Kev my Neuro said briefly that as long as you maintain a healthy diet with the usual, fresh fruit and veg and a generally good balanced mix of all food groups you should be fine. He said that studies of all these diets where you omit food groups haven’t proved to be of any benefit on the whole. [/quote] That tallies with what my neuro said- eat sensibly in other words. He also comforted me by saying that there was nothing I may or may not have done in the past that would have improved my situation, and nothing really apart from the obvious (eat healthily, exercise) that I should or should not do from now on. Thanks Cath.

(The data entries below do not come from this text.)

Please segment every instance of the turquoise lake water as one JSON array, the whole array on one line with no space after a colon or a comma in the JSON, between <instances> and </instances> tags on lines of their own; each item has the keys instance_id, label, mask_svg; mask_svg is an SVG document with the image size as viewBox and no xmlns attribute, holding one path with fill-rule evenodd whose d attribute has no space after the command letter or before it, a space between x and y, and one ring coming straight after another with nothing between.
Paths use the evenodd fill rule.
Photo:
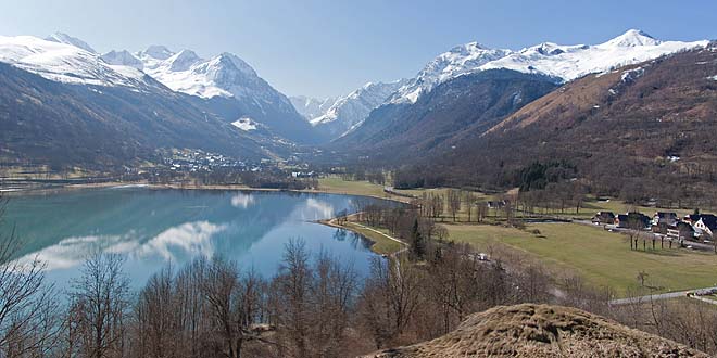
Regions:
<instances>
[{"instance_id":1,"label":"turquoise lake water","mask_svg":"<svg viewBox=\"0 0 717 358\"><path fill-rule=\"evenodd\" d=\"M354 210L356 196L291 192L112 188L12 197L0 223L24 242L21 260L38 257L66 287L91 253L122 254L133 286L167 263L222 255L273 276L285 244L302 239L365 273L374 254L362 236L314 223ZM363 201L368 199L361 199ZM379 200L372 200L379 201Z\"/></svg>"}]
</instances>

[quote=“kevadams”] [quote=Min]

Kev my Neuro said briefly that as long as you maintain a healthy diet with the usual, fresh fruit and veg and a generally good balanced mix of all food groups you should be fine. He said that studies of all these diets where you omit food groups haven’t proved to be of any benefit on the whole. [/quote] That tallies with what my neuro said- eat sensibly in other words. He also comforted me by saying that there was nothing I may or may not have done in the past that would have improved my situation, and nothing really apart from the obvious (eat healthily, exercise) that I should or should not do from now on. Thanks Cath.[/quote]

The only other thing he said was to take Vitamin D supplements. It has been proved that more relapses and worsening of symptoms happens in January and February in the UK when we don’t get much vitamin D from the sun. He recommends 1000 iu per day. Some also believe fish oils help maintain brain function.

Cath xx

Vitamin D: check. My GP started me on those quite a while before the neuros settled on the MS dx. My vit D levels were low mainly, I suspect, because since my cancer in 2010 I haven’t been outside nearly enough. I’m on sodium supplement as well- I have low sodium episodes. No-one has yet explained why.